Fig. 3 SEM images of the magnetic beads (2.7 μm) coated with latex. (a) Pure magnetic beads; (b) magnetic beads coated with PBA latex, washed and dried in a vacuum. Washing is performed by collecting the beads with a magnet and flushing three times with deionized water. The scale bars are 5 μm.

Particle sizes and zeta potentials were measured using a Malvern Zetasizer Nano Z with samples diluted 100 times in air equilibrated deionized water. Samples of latex coated beads for zeta potential measurement and SEM were prepared as follows: 20 μL of 1 : 1 volume ratio MB/latex mixture was diluted 100 times in deionized water, then after vortex mixing for 10 min the mixture was subjected to 2000 rpm centrifugation for 1 min, the precipitates were collected and redispersed in 2 mL of air equilibrated deionized water. SEM measurements were performed using an FEI™ Quanta™ 600 and the samples were gold coated before measurement.

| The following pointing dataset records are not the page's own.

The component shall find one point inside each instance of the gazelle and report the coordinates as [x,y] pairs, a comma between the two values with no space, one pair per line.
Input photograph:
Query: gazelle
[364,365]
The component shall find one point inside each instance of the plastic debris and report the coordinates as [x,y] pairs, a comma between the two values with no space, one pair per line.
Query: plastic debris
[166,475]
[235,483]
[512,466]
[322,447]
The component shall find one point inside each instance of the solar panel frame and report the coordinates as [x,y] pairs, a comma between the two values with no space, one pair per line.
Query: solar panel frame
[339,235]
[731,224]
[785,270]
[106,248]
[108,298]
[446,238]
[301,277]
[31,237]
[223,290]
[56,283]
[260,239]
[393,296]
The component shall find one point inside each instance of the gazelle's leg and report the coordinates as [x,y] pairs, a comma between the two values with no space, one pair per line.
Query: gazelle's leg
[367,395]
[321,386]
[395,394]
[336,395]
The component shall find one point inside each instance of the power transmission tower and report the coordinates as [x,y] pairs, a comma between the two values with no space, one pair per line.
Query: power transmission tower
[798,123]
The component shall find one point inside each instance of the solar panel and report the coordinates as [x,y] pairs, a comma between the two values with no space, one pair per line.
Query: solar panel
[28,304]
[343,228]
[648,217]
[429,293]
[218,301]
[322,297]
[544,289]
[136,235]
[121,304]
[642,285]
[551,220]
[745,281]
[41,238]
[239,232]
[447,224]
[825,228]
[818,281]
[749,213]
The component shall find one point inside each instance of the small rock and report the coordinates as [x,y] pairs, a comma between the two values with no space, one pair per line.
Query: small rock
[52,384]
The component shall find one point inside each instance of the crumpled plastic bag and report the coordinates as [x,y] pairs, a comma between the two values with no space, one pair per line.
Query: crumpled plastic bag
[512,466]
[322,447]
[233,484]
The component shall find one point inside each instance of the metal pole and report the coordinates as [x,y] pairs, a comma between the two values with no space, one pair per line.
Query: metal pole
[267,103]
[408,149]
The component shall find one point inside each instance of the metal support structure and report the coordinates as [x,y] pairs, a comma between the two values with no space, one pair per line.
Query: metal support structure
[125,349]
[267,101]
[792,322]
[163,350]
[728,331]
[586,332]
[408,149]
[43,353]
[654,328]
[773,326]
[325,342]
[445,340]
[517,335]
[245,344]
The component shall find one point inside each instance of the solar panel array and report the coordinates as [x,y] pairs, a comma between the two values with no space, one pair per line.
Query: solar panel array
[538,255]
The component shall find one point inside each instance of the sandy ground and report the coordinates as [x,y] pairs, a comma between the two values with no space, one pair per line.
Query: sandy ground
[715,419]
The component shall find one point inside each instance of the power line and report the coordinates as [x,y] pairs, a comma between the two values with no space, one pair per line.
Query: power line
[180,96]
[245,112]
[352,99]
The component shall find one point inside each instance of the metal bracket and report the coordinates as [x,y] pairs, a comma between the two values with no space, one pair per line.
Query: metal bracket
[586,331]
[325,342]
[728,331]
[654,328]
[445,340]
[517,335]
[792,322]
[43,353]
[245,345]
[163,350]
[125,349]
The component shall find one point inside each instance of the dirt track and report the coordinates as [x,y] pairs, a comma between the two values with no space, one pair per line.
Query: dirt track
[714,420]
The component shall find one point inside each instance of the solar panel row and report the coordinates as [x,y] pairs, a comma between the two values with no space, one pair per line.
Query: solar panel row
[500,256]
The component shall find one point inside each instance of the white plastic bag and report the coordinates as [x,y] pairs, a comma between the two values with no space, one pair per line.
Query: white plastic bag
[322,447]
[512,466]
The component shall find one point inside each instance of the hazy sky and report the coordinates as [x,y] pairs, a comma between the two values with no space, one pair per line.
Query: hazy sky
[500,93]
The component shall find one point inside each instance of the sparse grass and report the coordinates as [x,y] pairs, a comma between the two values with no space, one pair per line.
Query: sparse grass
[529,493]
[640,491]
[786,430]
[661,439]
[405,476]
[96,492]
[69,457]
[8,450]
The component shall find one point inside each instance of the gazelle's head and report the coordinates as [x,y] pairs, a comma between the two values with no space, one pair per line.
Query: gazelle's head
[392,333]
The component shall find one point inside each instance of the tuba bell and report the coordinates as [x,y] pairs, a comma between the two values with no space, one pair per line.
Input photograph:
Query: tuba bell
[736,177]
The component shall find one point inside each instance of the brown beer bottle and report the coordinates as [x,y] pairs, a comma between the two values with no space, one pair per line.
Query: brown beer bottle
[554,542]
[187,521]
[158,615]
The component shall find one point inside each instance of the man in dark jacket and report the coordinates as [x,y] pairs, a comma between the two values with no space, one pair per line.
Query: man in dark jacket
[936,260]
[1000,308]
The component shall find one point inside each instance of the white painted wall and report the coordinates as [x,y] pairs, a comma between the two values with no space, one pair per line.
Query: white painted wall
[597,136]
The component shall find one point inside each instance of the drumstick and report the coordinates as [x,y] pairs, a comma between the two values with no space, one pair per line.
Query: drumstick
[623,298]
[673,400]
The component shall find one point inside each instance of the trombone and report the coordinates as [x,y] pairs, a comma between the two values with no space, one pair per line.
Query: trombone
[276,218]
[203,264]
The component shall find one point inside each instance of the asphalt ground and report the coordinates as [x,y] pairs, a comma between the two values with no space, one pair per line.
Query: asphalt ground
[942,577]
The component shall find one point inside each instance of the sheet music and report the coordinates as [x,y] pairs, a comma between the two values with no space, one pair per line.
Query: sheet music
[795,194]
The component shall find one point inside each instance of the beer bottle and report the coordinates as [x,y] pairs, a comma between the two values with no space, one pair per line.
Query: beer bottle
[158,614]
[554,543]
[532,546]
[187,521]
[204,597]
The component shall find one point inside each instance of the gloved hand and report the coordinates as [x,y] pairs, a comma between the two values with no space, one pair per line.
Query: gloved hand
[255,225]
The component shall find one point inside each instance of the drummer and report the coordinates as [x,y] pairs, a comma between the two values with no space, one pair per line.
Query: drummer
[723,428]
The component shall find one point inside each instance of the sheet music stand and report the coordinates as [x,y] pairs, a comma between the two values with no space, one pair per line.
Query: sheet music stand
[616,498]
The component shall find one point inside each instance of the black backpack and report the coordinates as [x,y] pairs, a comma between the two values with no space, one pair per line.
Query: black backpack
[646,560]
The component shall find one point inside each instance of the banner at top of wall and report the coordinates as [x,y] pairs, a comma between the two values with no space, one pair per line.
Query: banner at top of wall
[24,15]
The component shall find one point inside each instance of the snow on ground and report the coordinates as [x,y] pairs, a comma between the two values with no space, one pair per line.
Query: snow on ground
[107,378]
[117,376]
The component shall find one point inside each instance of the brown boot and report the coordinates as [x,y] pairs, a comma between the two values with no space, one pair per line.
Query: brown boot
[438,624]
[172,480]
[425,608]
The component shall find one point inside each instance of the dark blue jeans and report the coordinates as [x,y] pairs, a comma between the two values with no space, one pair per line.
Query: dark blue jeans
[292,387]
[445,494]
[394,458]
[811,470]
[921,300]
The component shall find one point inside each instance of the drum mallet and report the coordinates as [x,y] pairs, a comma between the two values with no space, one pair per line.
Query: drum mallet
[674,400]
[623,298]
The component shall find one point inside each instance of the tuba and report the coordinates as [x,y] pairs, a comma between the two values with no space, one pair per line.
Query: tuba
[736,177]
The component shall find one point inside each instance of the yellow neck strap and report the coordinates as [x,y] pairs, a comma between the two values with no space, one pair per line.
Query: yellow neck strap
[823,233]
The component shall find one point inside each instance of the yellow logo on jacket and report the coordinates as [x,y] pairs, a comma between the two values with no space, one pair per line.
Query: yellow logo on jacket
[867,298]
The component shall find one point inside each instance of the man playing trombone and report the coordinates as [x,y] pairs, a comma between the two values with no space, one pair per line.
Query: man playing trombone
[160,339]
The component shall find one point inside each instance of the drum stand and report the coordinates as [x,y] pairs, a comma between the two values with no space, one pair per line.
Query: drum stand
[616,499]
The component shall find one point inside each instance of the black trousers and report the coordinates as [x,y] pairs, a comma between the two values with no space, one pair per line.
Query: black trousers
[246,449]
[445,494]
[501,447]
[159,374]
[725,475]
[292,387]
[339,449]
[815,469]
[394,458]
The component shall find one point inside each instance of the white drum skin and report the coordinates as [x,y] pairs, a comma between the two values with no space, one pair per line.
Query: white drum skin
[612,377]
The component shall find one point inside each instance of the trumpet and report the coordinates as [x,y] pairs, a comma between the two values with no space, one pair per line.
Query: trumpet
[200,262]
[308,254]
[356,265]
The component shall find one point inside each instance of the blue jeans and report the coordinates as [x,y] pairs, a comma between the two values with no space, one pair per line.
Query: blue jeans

The following mixture was prepared and put into the fluid cell for fabrication of artificial cilia: 10 to 20 μL MBs suspension (2 × 10⁹ beads mL⁻¹, volume is varied intentionally to adjust cilia configuration, see below), 10 μL PBA latex, 20 μL 0.14 M NaCl solution, 1 μL 1 wt% Triton X-100 (Sigma-Aldrich®) and 80 μL deionized water were put in a microcentrifuge tube and mixed for 1 min on a vortex mixer to give a homogenous suspension. As a result the mixture had an overall MB concentration between 1.7 × 10⁸ and 3.1 × 10⁸ beads mL⁻¹. Then 8.5 μL of the mixture was placed in the fluid cell which was sonicated for a few seconds to achieve better dispersion before putting it into the magnetic setup.

Actuation and characterization

Actuation and achieving net flow

First, we calculated the local Reynolds number at the cilia tips, Re = ρvL/μ, for typical conditions in our experiments. ρ is the density of the mixture (∼1 g mL⁻¹); v is defined as the velocity of the cilia tip which, at a typical actuation frequency of 10 Hz, is ∼500 μm s⁻¹; L is the typical cilia length (∼20 μm); μ is the viscosity of the mixture, which is ∼1 cP. The calculation gives a Reynolds number of 0.01, which indicates that inertial effects do not play a role. Thus only through non-reciprocal movement can cilia generate an effective net flow.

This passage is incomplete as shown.